Eu não disse nada. Marguerite continuou.

"Agora, a prática. Quem vai tocar o seu pulso?"

Eu olhei ao redor. A sala tinha trinta alunos. Trinta pares de olhos que iam me avaliar. Trinta dedos que iam tentar ler o meu pulso. E eu sabia que o que eu não podia deixar era: me deixar ler.

"Ninguém."

A sala ficou em silêncio. Não um silêncio de expectativa. Um silêncio de choque. Ninguém recusava o toque de pulso. Era como recusar um teste de urina. Ou recusar um abraço no enterro do tio. Era a coisa mais impensável que um aluno poderia fazer.

Marguerite franziu a testa. Não de raiva. De algo mais perigoso: curiosidade. "Explique."

"Eu não confio no pulso. O pulso mente tanto quanto as palavras. Ele é um sistema. Sistema pode ser treinado. Meditação. Controle respiratório. Esportistas mantêm o pulso em ritmo constante sob pressão extrema. Se o meu pulso não revela nada, é porque eu escolhi que não revele nada."

Marguerite me olhou por seis segundos. Eu contei. Um, dois, três, quatro, cinco, seis. O silêncio era pesado.

"Sente."

Eu sentei. O resto da aula foi em silêncio. Ninguém me tocou. Ninguém me olhou direto. O toque de pulso não se resume a cinco segundos de contato. É um ritual de poder. Quem recusa o ritual, recusa o poder de quem impõe. E eu tinha acabado de recusar o poder de toda a sala.

Quando a aula acabou, Marguerite me parou na porta. "Você errou."

"Como?"

"Ninguém recusa o toque de pulso sem pagar um preço. E o preço não é social. É interno. Ao recusar, você se torna uma incógnita. E incógnitas, no Mont Blanc, são eliminadas."

Eu não respondi. Não podia responder. Não tinha resposta. Ou, melhor, tinha muitas respostas, e nenhuma era honesta.


No refeitório, ao almoço, eu sentei na mesa dos Nível 4. A mesa dos excluídos talentosos era a única mesa onde a hierarquia não se aplicava de forma rígida. Os Nível 4 comiam juntos, sem distinção, como se a escola tivesse cometido um erro ao classificar cada um. Era a única mesa que parecia democrática.

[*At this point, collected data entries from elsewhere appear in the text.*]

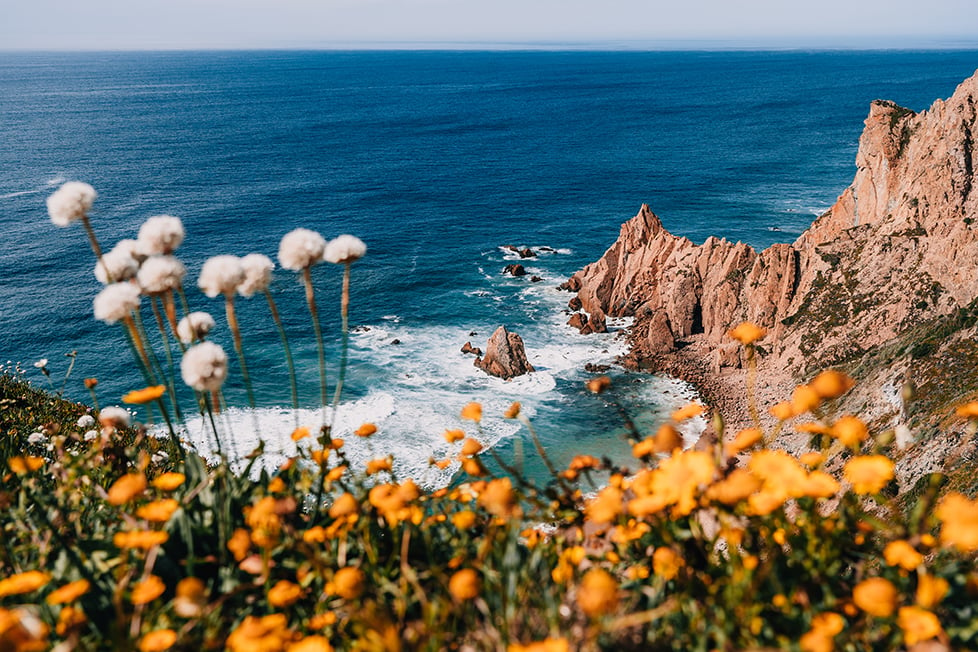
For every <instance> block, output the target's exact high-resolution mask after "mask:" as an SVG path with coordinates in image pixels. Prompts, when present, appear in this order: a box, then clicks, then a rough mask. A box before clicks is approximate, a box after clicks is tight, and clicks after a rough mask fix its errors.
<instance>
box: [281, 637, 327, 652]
mask: <svg viewBox="0 0 978 652" xmlns="http://www.w3.org/2000/svg"><path fill="white" fill-rule="evenodd" d="M287 652H333V646H332V645H330V644H329V639H328V638H326V637H325V636H306V637H305V638H303V639H301V640H299V641H296V642H295V643H292V644H291V645H289V647H288V649H287Z"/></svg>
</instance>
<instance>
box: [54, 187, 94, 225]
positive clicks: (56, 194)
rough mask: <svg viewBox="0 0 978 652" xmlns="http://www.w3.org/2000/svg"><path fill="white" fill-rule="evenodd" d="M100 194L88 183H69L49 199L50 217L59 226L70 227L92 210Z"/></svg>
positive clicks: (57, 189)
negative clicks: (92, 204)
mask: <svg viewBox="0 0 978 652" xmlns="http://www.w3.org/2000/svg"><path fill="white" fill-rule="evenodd" d="M96 197H98V193H97V192H95V188H92V187H91V186H90V185H88V184H87V183H83V182H81V181H69V182H68V183H66V184H64V185H62V186H61V187H60V188H58V189H57V190H56V191H54V194H52V195H51V196H50V197H48V201H47V204H48V215H49V216H50V217H51V221H52V222H54V223H55V224H56V225H57V226H68V225H69V224H71V223H72V222H76V221H78V220H80V219H82V218H83V217H85V216H86V215H88V211H90V210H91V209H92V204H93V203H95V198H96Z"/></svg>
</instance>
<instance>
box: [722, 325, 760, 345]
mask: <svg viewBox="0 0 978 652" xmlns="http://www.w3.org/2000/svg"><path fill="white" fill-rule="evenodd" d="M727 335H729V336H730V337H732V338H734V339H735V340H737V341H738V342H740V343H741V344H744V345H747V344H753V343H754V342H756V341H757V340H759V339H761V338H763V337H764V336H765V335H767V329H766V328H761V327H760V326H757V325H756V324H752V323H751V322H749V321H745V322H741V323H740V324H739V325H737V327H736V328H734V329H732V330H730V331H728V333H727Z"/></svg>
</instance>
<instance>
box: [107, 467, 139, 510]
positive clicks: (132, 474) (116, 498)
mask: <svg viewBox="0 0 978 652" xmlns="http://www.w3.org/2000/svg"><path fill="white" fill-rule="evenodd" d="M144 491H146V476H145V475H143V474H142V473H127V474H125V475H124V476H122V477H121V478H119V479H118V480H116V481H115V482H113V483H112V486H111V487H109V497H108V501H109V504H110V505H116V506H119V505H125V504H126V503H128V502H129V501H131V500H133V499H134V498H138V497H139V496H141V495H142V493H143V492H144Z"/></svg>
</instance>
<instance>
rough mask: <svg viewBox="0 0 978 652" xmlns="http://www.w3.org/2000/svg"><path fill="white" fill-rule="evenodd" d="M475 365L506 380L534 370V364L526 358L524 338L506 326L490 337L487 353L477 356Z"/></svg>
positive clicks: (498, 330)
mask: <svg viewBox="0 0 978 652" xmlns="http://www.w3.org/2000/svg"><path fill="white" fill-rule="evenodd" d="M475 366H476V367H479V368H480V369H482V370H483V371H485V372H486V373H487V374H489V375H491V376H497V377H499V378H503V379H506V380H509V379H510V378H515V377H516V376H522V375H523V374H526V373H529V372H531V371H534V369H533V365H531V364H530V363H529V361H528V360H527V359H526V349H525V348H524V346H523V338H522V337H520V336H519V335H517V334H516V333H510V332H509V331H507V330H506V327H505V326H500V327H499V328H497V329H496V331H495V332H494V333H493V334H492V335H491V336H490V337H489V342H488V343H487V344H486V355H485V357H480V358H476V359H475Z"/></svg>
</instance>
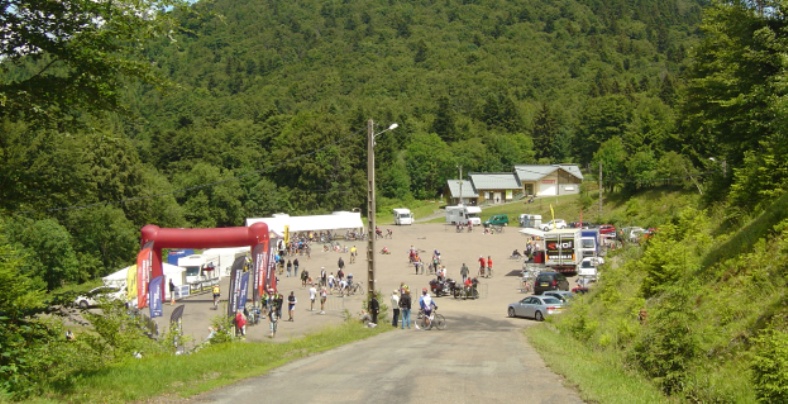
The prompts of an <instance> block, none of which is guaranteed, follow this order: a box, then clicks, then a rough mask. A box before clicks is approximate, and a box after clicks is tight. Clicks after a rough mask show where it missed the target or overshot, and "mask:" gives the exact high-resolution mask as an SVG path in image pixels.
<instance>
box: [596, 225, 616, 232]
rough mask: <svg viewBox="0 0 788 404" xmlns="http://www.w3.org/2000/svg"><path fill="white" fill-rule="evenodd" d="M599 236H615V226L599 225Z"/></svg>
mask: <svg viewBox="0 0 788 404" xmlns="http://www.w3.org/2000/svg"><path fill="white" fill-rule="evenodd" d="M599 234H616V226H613V225H612V224H602V225H599Z"/></svg>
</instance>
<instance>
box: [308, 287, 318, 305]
mask: <svg viewBox="0 0 788 404" xmlns="http://www.w3.org/2000/svg"><path fill="white" fill-rule="evenodd" d="M315 297H317V288H316V287H315V285H309V311H314V310H315Z"/></svg>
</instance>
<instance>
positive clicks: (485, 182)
mask: <svg viewBox="0 0 788 404" xmlns="http://www.w3.org/2000/svg"><path fill="white" fill-rule="evenodd" d="M468 176H469V177H471V182H472V183H473V187H474V188H475V189H476V191H477V192H478V191H479V190H486V189H491V190H496V189H521V188H522V185H521V184H520V182H519V181H517V177H515V175H514V173H468Z"/></svg>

Pilar tava sentada de um lado. Ela tinha um prato de salmão, a mesma comida de sempre, que ela recusava como se fosse veneno. "Não como isso", ela explicava pra quem perguntava. "Só tô aqui pra ocupar espaço." Ela comia saladas verdes, as que ficavam num canto do refeitório, perto da janela, com folhas que pareciam ter sido cortadas por alguém com uma régua.

"Você não comeu?"

"O salmão é do dia. Ontem era peixe branco. O menu é rotativo. Eu sei isso porque anoto. O desperdício é calculado. Se eles servem salmão no dia par e peixe branco no dia ímpar, é porque querem que a gente pense que é frescor. É logística. É o mesmo peixe do dia anterior, só que empanado."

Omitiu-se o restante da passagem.